1/2 lb Spaghetti Rigati (The ridges on the pasta help to “grab” the sauce. It’s awesomeness.)
Salt for Pasta Water
4 Slices Thick Slab Bacon, Diced, or 1/4 Lb Pancetta, Diced
1/2 Onion, Halved and Sliced
Fresh Peas or Frozen Peas, Thawed (About 1/3 Cup)
6 Fresh Button Mushrooms, Sliced
3 Cloves Garlic, Crushed, Smashed, or Otherwise Obliterated
1/4 Cup (or a bit more) White Wine
1/3 Cup Fresh, Good Quality Parmigiana Cheese, Finely Shredded or Grated (Plus more for garnish)
2 Fresh, Organic, Cage-Free Eggs (Splurge. You’re dealing with semi-cooked eggs, here.)
Flat-Leaf Italian Parsley, Chopped.
Salt & Pepper to taste
Boil Salted Water for Pasta. Make sure you cook the pasta Al Dente, mushy pasta SO does not work in this one.

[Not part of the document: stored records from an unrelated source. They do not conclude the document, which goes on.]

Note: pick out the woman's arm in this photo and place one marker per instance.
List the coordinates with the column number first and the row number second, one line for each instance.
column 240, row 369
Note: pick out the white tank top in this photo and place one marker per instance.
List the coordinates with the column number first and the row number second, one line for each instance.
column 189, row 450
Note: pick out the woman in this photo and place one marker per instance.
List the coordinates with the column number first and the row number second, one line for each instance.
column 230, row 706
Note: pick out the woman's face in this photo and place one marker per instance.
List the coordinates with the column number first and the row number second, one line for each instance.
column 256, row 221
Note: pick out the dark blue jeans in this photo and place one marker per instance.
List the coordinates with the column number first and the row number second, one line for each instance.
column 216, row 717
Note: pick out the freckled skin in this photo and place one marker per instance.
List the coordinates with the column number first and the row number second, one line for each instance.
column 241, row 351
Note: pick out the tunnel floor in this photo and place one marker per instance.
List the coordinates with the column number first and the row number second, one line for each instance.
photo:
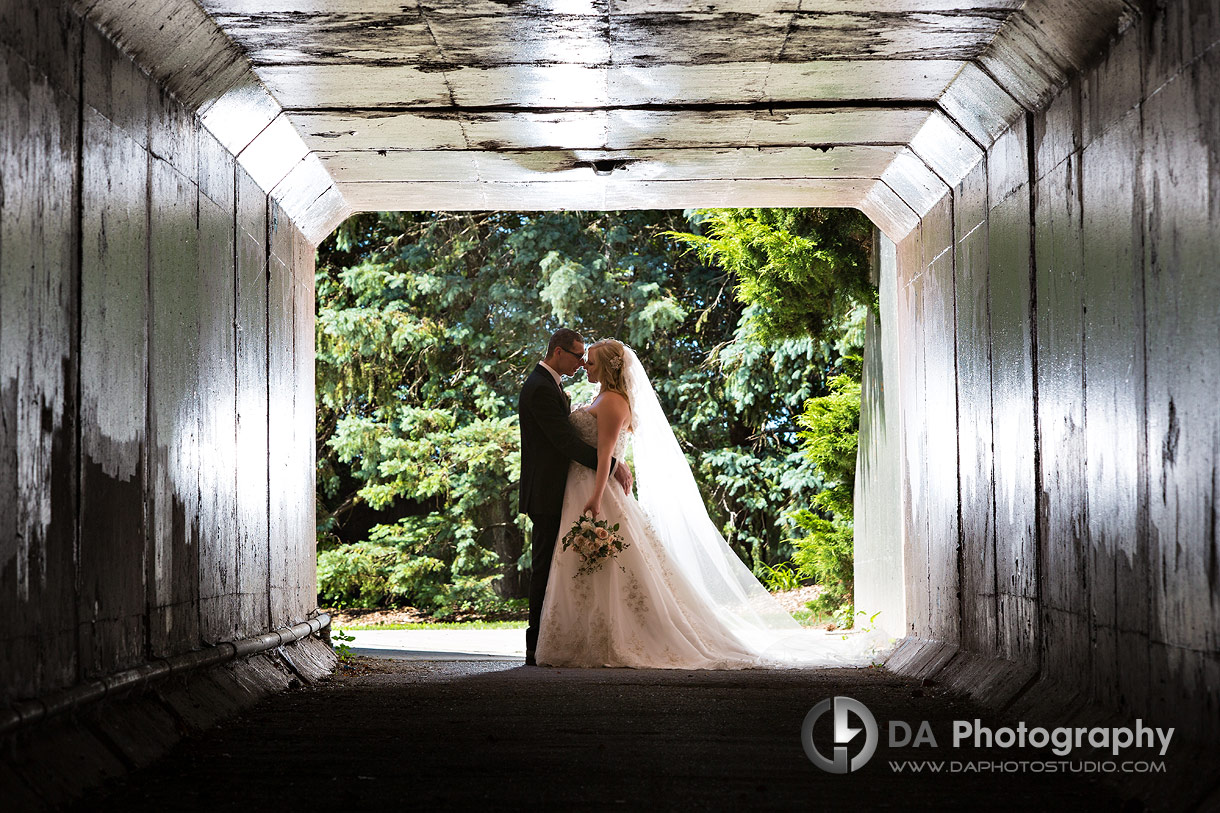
column 453, row 735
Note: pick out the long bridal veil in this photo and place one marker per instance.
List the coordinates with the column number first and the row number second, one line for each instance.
column 671, row 501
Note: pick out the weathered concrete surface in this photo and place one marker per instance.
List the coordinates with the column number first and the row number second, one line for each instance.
column 880, row 591
column 1072, row 289
column 134, row 413
column 65, row 759
column 194, row 61
column 422, row 104
column 462, row 734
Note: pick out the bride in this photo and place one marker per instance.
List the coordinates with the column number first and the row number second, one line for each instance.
column 676, row 597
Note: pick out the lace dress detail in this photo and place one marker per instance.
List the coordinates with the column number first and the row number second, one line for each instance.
column 637, row 610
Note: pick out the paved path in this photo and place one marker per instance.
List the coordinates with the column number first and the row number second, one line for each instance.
column 498, row 735
column 441, row 645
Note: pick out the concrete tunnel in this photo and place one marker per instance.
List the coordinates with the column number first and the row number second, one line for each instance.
column 1037, row 490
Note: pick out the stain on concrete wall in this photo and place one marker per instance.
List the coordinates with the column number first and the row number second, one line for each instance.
column 1072, row 289
column 137, row 414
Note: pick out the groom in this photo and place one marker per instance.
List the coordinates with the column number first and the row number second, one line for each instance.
column 548, row 443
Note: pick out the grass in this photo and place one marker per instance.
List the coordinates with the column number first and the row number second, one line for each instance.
column 438, row 625
column 809, row 618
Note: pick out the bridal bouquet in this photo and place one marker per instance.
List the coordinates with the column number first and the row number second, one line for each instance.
column 594, row 541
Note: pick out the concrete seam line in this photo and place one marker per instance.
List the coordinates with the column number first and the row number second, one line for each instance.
column 25, row 713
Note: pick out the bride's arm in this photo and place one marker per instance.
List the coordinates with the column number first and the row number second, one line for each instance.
column 613, row 413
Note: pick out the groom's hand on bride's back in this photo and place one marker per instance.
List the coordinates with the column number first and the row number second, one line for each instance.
column 622, row 474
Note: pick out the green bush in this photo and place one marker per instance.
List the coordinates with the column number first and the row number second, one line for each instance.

While the water is boiling, cook the bacon or pancetta over medium heat. When it begins to crisp, remove to a paper towel. Swirl in a drizzle of Olive Oil into the rendered Bacon Fat, and add the onions. Cook until softened, semi-translucent. Add the crushed/pressed garlic and cook 1 minuteish more.
Add the sliced mushrooms, and cook through.
Season with Pepper.
Add the White Wine, Peas, and Cooked Bacon, and cook until most of the liquid is absorbed. (2-3 Minutes)
(Meanwhile, the pasta has been cooking and well drained.)
Add the drained, Al Dente pasta to the pot and toss to combine.
Reduce heat to Low.
In a separate bowl, beat the 2 Organic Eggs and add most of the Parmigiana to the eggs.
Quickly pour the Egg-Cheese mixture to the Pasta, and Quickly and Constantly toss with tongs and a fork. Do Not Allow the Eggs to Scramble. The heat of the pasta will “Cook” the eggs and melt the Parmigiana, forming a creamy, rich sauce. (This is where the ridges in the “Rigati” pasta come in, the noodles will “Grab” onto the sauce, coating each strand in rich goodness.)
Serve immediately, garnished with more Freshly Shredded Parmigiana and Chopped Italian Parsley. Mangia!
——————Carbonara Anthropology ——————-
Carbonara was created in the mid 20th Century in Italy. The dish is unrecorded before the Second World War. It was first reported after the War as a Roman Dish, and may in fact be named from a Roman Restaurant, “Carbonara.” Its’ name, Carbonara, references the Italian word for Coal, giving Carbonara the nickname “Coal Miner’s Pasta.” It has even been suggested that it was created by, or as a tribute to, the “Carbonari” (Charcoalmen), a secret society prominent in the Unification of Italy. (Wiki) This is but one of the many theories on the actual origins of the recipe, but most foodies can agree on the basic ingredients of Carbonara: Pork, Pork Fat, Eggs, Cheese, and Pepper. The vegetable add-ins are Anglo/Franco variations, as is the custom of adding Cream to the recipe, which may be found in the U.S, Europe, and Russian/Slavic recipes.